HAVALİMANI YAKININA SALDIRI
Öte yandan İsrail’in Dera’nın kuzeyinde hava saldırısında hedef aldığı Tuğgeneral İbrahim Ebu Ömer, hayatını kaybeden en üst düzey askeri isim oldu. Suriye İçişleri Bakanlığı’ndan bir kaynak da dün akşam Şam yakınlarında başka saldırıların gerçekleştiğini duyurdu. Kaynak,mühimmat depolarının bulunduğu “Mezze Askeri Havalimanı yakınlarını” İsrail’in vurduğunu aktardı. Suriye Dışişleri Bakanlığı da saldırıları kınadı. Açıklamada, “Saldırı, İsrail’in Suriye’de gerginlik ve kaos yaratma politikasının bir parçasıdır. İsrail’in saldırganlığı, uluslararası insancıl hukukun açık ihlalidir” denildi.
Suriye genelinde binlerce kişi, İsrail saldırılarını protesto etti.

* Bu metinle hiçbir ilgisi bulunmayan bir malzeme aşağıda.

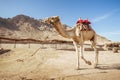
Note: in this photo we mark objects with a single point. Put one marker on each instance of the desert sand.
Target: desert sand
(36, 63)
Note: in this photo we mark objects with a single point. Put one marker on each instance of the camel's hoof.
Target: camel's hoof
(89, 63)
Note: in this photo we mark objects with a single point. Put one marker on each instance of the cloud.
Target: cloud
(105, 16)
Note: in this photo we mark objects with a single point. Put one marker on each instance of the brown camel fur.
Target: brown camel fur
(77, 35)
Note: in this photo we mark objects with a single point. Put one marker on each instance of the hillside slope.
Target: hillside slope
(22, 26)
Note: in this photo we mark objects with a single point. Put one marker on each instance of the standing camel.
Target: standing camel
(78, 36)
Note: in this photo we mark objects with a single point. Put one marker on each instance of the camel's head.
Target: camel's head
(79, 26)
(51, 20)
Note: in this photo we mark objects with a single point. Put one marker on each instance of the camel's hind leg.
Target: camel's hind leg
(82, 56)
(96, 53)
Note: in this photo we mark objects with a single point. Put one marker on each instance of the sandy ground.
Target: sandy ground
(34, 63)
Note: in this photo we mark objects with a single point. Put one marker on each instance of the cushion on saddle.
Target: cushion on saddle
(86, 28)
(79, 21)
(83, 21)
(86, 22)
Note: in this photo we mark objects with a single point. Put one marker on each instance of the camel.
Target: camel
(78, 37)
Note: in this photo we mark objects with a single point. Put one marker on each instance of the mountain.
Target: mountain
(22, 27)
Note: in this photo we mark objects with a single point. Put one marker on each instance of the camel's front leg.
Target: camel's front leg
(96, 56)
(82, 56)
(77, 53)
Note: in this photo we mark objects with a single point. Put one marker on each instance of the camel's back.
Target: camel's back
(88, 35)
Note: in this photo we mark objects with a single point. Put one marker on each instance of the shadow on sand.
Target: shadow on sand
(3, 51)
(109, 66)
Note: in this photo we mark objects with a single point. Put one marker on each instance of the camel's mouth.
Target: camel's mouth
(52, 19)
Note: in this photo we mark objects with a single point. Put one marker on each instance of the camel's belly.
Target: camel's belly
(86, 35)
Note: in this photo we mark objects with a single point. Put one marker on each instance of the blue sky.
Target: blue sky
(103, 14)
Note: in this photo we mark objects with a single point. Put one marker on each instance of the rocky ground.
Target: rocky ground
(36, 63)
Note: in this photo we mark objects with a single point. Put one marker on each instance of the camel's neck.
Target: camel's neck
(59, 28)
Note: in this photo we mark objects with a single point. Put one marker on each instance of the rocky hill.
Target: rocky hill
(22, 27)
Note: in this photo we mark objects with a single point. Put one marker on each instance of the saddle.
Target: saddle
(86, 27)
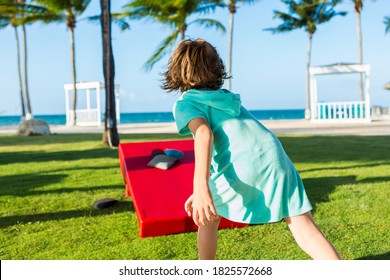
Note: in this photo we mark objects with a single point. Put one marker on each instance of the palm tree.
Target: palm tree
(110, 135)
(174, 14)
(358, 6)
(306, 14)
(68, 11)
(18, 13)
(232, 10)
(5, 20)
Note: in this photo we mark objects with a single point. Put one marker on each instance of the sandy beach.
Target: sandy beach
(297, 127)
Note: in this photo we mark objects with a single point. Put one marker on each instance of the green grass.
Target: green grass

Suriye’de spiker haber sunumu yaparken İsrail canlı yayında arkasındaki Genelkurmay karargâhının girişini bombaladı. İsrail Savunma Bakanı Katz, spikerin kaçma görüntülerini sosyal medya hesabından yayınladı.
BİLGİ NOTU
11. yüzyılda Şii mezhebinin bir kolu olan İsmaililik içinden doğan Dürzilik inancının ismi, Orta Asya kökenli din adamı Muhammed bin İsmail el-Derezi’den geliyor. Suriye nüfusunun yaklaşık yüzde 3’ünü oluşturan Dürziler, 14 yıl süren iç savaş boyunca, hem Esad yönetimine hem de muhaliflere mesafeli durarak kendi silahlı gruplarını kurdular.
3 SORU 3 CEVAP
1. DÜRZİ GERİLİMİ NASIL TIRMANDI
Dürzi toplumundan bir tüccarın Şam-Süveyda arasında seyahat ederken Bedevi aşiretlerine mensup kişiler tarafından kaçırılmasıyla başlayan son gerilim, pazar günü İsrail destekçisi Dürzi lider Hikmet El Hicri’ye bağlı silahlı grupların Süveyda kentindeki Bedevi mahallesi El-Makvas’ı kuşatmaya almasıyla alevlendi. Arabuluculuk çabaları sonucu kaçırılan kişiler karşılıklı olarak serbest bırakılsa da gruplar arasındaki çatışmaları sona erdirmek için bölgeye gönderilen güvenlik güçlerinin Dürzi gruplar tarafından pusuya düşürülmesi gerilimi tırmandırdı. Ordu birliklerine saldıran Dürzi milisler, önceki gün 18 askeri öldürürken, 9 askeri de rehin aldı. Bunun üzerine Şam yönetimi bölgeye yaptığı askeri sevkiyatı arttırarak yüzde 90’ını Dürzilerin oluşturduğu Süveyda kentinde kontrolü eline almaya çalışırken çatışmalar devam ediyor.
Bir grup Dürzi, Golan Tepesi’nde sınıra giderek İsrail’den destek aradı.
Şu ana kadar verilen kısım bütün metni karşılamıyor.